Common Errors and Fixes

OutOfMemoryError: CUDA out of memory – SDXL at 1024x1024 needs around 12GB VRAM. Enable attention slicing with pipe.enable_attention_slicing() or use pipe.enable_model_cpu_offload() to move unused components to CPU. This trades speed for lower memory usage.

Product looks different from reference with IP-Adapter – Increase ip_adapter_scale from 0.6 to 0.8. If the product still drifts, check that your reference image has a clean background. Crop tightly around the product before passing it in.

Inpainting bleeds into the product area – Your mask isn’t clean enough. Dilate the mask by a few pixels to create a buffer zone around the product edge. In PIL: mask = mask.filter(ImageFilter.MaxFilter(5)).

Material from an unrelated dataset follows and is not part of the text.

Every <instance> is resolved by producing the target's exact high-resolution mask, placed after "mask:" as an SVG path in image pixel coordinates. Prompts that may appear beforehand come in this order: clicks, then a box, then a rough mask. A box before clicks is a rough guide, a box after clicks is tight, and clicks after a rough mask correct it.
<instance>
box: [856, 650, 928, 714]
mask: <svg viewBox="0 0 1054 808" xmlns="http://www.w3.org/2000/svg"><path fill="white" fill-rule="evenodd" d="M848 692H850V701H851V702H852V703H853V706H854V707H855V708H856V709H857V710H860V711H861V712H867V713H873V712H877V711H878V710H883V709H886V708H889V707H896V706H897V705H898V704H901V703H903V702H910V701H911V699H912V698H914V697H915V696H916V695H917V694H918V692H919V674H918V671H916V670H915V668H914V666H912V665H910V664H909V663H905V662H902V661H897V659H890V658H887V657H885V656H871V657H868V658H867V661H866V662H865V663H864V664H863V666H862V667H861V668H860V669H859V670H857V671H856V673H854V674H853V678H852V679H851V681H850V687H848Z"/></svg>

Generated backgrounds look flat or pasted-on – Add lighting direction to your prompt. “Soft light from the upper left” or “rim lighting from behind” gives the model enough context to render consistent shadows and reflections that match the product.

xformers not installed error – Either install xformers with pip install xformers or replace enable_xformers_memory_efficient_attention() with pipe.enable_attention_slicing() as a fallback. Both reduce memory usage, but xformers is faster.

Inconsistent quality across batch generations – Set a fixed seed with generator=torch.Generator("cuda").manual_seed(42) for reproducible results. Then iterate on the seed until you find one that produces clean outputs for your product category.